Cytoskeletal proteins are susceptible to glutathionylation under oxidizing conditions, and oxidative damage has been implicated in several neurodegenerative diseases. End-binding protein 1 (EB1) is a master regulator of microtubule plus-end tracking proteins (+TIPs) and is critically involved in the control of microtubule dynamics and cellular processes. However, the impact of glutathionylation on EB1 functions remains unknown. Here we reveal that glutathionylation is important for controlling EB1 activity and protecting EB1 from irreversible oxidation.
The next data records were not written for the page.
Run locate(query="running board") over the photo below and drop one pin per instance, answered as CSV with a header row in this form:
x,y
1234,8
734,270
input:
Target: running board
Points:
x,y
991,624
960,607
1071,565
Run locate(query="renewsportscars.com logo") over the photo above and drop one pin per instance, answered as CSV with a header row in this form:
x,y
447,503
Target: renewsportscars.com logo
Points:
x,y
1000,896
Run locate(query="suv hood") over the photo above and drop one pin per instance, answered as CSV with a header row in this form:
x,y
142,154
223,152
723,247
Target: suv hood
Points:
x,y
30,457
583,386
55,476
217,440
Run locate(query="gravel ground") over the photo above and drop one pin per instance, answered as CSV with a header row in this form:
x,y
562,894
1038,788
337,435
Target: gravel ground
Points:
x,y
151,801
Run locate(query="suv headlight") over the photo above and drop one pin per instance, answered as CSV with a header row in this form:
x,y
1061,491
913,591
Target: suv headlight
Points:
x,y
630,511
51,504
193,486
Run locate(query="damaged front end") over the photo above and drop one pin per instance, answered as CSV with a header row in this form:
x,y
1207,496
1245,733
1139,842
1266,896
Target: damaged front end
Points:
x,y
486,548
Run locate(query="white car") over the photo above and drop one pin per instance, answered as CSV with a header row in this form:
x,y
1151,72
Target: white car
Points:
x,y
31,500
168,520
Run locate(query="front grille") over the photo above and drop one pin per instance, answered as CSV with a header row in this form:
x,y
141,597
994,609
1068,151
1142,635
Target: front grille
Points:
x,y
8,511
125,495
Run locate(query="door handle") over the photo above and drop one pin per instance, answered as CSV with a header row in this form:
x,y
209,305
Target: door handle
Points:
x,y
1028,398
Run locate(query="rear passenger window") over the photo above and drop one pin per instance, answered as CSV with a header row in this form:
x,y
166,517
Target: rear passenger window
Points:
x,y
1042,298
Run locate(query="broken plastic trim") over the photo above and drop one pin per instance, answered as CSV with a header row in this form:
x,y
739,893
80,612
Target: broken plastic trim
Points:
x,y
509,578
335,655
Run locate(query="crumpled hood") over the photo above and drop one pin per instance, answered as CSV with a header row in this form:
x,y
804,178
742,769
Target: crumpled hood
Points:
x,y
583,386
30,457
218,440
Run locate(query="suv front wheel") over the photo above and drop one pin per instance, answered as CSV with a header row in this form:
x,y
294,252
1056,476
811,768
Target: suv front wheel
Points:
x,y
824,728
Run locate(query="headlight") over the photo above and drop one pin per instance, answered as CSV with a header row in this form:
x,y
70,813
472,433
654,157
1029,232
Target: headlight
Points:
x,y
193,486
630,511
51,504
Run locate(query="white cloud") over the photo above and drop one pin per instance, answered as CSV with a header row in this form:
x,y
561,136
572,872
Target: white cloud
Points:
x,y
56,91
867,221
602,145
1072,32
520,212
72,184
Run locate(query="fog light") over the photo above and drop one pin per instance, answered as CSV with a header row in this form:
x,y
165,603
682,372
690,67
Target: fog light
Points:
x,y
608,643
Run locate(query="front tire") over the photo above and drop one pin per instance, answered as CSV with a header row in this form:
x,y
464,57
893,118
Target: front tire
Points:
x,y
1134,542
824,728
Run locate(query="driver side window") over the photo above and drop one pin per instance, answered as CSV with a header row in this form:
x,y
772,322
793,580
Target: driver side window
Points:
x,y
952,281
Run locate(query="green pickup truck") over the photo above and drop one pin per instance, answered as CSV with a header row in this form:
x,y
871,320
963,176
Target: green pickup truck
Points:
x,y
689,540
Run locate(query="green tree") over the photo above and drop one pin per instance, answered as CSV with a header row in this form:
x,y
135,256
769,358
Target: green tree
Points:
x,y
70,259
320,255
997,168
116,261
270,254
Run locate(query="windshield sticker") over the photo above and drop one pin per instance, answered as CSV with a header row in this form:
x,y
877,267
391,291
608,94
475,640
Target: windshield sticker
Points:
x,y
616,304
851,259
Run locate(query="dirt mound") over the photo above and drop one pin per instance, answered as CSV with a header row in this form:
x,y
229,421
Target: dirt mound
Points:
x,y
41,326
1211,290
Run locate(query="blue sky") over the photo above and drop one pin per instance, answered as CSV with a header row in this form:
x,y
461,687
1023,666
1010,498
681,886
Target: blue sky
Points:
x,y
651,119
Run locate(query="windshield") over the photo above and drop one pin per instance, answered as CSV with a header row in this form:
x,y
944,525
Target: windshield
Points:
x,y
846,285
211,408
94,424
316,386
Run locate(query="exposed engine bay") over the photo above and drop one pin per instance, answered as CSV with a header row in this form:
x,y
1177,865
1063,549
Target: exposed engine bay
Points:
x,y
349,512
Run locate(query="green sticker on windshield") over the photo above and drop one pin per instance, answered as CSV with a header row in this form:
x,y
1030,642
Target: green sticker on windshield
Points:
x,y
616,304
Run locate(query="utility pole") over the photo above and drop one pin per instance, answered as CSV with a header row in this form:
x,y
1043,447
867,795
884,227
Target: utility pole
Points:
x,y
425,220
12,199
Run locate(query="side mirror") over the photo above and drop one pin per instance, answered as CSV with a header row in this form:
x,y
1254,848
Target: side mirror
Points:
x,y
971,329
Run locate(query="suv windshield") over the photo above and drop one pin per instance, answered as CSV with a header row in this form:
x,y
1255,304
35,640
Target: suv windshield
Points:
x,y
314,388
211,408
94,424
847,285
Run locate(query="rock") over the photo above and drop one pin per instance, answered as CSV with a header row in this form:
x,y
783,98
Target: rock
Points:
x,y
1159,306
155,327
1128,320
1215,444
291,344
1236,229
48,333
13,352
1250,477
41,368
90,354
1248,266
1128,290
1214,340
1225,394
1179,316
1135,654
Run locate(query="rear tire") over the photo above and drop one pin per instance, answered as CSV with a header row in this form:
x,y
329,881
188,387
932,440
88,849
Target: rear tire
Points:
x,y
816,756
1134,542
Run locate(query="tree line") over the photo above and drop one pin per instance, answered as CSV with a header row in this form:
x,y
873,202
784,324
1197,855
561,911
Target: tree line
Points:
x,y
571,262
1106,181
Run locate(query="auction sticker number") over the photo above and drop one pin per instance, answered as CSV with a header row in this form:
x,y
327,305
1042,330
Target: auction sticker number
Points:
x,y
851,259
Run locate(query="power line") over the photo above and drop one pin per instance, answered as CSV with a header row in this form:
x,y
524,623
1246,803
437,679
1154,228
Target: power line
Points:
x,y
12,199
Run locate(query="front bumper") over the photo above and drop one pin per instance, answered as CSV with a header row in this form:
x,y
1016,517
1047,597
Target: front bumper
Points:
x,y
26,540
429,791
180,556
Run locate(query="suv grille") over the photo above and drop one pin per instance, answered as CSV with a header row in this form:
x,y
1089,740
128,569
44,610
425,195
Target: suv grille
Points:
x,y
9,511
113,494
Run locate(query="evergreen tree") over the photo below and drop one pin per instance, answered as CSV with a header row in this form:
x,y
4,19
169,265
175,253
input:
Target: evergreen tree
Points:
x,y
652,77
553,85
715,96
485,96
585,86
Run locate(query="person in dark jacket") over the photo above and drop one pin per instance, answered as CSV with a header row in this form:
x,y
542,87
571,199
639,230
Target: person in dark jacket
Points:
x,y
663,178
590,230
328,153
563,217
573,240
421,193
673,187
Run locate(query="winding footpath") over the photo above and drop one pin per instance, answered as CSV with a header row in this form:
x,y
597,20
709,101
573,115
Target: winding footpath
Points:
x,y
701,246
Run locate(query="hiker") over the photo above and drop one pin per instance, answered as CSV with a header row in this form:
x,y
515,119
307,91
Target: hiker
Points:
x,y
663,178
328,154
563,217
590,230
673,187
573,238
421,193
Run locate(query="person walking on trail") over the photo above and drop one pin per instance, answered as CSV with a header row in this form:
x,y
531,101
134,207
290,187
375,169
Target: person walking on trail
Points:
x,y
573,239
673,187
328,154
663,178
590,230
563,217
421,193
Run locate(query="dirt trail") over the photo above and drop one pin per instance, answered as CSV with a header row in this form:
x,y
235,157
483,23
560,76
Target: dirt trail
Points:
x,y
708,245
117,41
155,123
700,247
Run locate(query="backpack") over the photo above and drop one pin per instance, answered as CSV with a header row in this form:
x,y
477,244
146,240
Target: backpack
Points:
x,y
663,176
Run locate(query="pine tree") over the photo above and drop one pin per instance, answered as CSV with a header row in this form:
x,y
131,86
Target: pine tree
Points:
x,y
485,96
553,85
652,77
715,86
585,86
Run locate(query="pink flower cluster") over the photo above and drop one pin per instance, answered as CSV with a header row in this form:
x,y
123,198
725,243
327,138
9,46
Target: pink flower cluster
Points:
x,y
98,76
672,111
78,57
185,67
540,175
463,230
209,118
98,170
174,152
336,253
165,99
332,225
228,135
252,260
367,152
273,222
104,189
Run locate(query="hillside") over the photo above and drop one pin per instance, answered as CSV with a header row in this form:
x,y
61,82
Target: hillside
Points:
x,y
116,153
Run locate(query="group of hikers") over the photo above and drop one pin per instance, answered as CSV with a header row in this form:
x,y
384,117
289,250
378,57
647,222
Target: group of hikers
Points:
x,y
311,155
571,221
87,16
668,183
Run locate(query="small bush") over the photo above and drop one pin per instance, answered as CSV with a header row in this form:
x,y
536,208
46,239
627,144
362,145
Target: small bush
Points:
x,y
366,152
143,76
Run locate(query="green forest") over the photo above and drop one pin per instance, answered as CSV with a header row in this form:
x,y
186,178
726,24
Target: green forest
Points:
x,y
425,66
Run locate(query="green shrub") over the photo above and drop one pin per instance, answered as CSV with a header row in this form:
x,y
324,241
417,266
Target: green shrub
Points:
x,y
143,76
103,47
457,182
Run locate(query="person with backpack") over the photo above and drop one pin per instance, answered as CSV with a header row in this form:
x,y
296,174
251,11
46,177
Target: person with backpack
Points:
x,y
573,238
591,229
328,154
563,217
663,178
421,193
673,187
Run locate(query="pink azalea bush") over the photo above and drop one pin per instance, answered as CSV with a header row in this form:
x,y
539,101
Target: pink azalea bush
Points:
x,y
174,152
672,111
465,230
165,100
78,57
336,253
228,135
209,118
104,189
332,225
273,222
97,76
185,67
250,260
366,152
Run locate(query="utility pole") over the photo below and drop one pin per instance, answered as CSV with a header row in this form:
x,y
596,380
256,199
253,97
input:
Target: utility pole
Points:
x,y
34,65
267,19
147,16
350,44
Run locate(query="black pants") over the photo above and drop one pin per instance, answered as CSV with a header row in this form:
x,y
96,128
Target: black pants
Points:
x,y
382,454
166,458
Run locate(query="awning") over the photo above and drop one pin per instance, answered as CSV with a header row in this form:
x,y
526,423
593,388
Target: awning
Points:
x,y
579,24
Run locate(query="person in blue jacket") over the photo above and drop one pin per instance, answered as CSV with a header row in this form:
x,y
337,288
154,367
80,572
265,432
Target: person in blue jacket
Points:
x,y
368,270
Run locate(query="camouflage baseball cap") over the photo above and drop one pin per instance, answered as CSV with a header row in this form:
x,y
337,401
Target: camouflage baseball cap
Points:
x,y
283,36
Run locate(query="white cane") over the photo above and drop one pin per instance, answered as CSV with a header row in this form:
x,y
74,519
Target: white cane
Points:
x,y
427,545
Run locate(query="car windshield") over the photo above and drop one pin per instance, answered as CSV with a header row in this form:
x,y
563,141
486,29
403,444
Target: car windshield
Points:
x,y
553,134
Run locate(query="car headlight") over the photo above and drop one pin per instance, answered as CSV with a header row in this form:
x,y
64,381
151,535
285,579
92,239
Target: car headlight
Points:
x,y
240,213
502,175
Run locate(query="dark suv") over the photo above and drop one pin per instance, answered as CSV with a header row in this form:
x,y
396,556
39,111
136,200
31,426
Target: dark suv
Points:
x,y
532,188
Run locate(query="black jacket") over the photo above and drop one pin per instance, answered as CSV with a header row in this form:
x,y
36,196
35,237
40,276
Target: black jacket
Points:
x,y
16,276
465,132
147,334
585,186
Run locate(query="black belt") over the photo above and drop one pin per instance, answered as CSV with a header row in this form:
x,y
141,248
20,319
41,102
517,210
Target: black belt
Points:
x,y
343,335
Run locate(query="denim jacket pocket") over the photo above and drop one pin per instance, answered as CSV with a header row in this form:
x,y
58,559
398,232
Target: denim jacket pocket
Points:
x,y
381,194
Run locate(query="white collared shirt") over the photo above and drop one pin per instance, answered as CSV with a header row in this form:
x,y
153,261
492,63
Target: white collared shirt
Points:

In vitro biochemical and cellular assays reveal that EB1 is glutathionylated. Diamide, a mild oxidizing reagent, reduces EB1 comet number and length in cells, indicating the impairment of microtubule dynamics. Three cysteine residues of EB1 are glutathionylated, with mutations of these three cysteines to serines attenuating microtubule dynamics but buffering diamide-induced decrease in microtubule dynamics. In addition, glutaredoxin 1 (Grx1) deglutathionylates EB1, and Grx1 depletion suppresses microtubule dynamics and leads to defects in cell division orientation and cell migration, suggesting a critical role of Grx1-mediated deglutathionylation in maintaining EB1 activity. Collectively, these data reveal that EB1 glutathionylation is an important protective mechanism for the regulation of microtubule dynamics and microtubule-based cellular activities.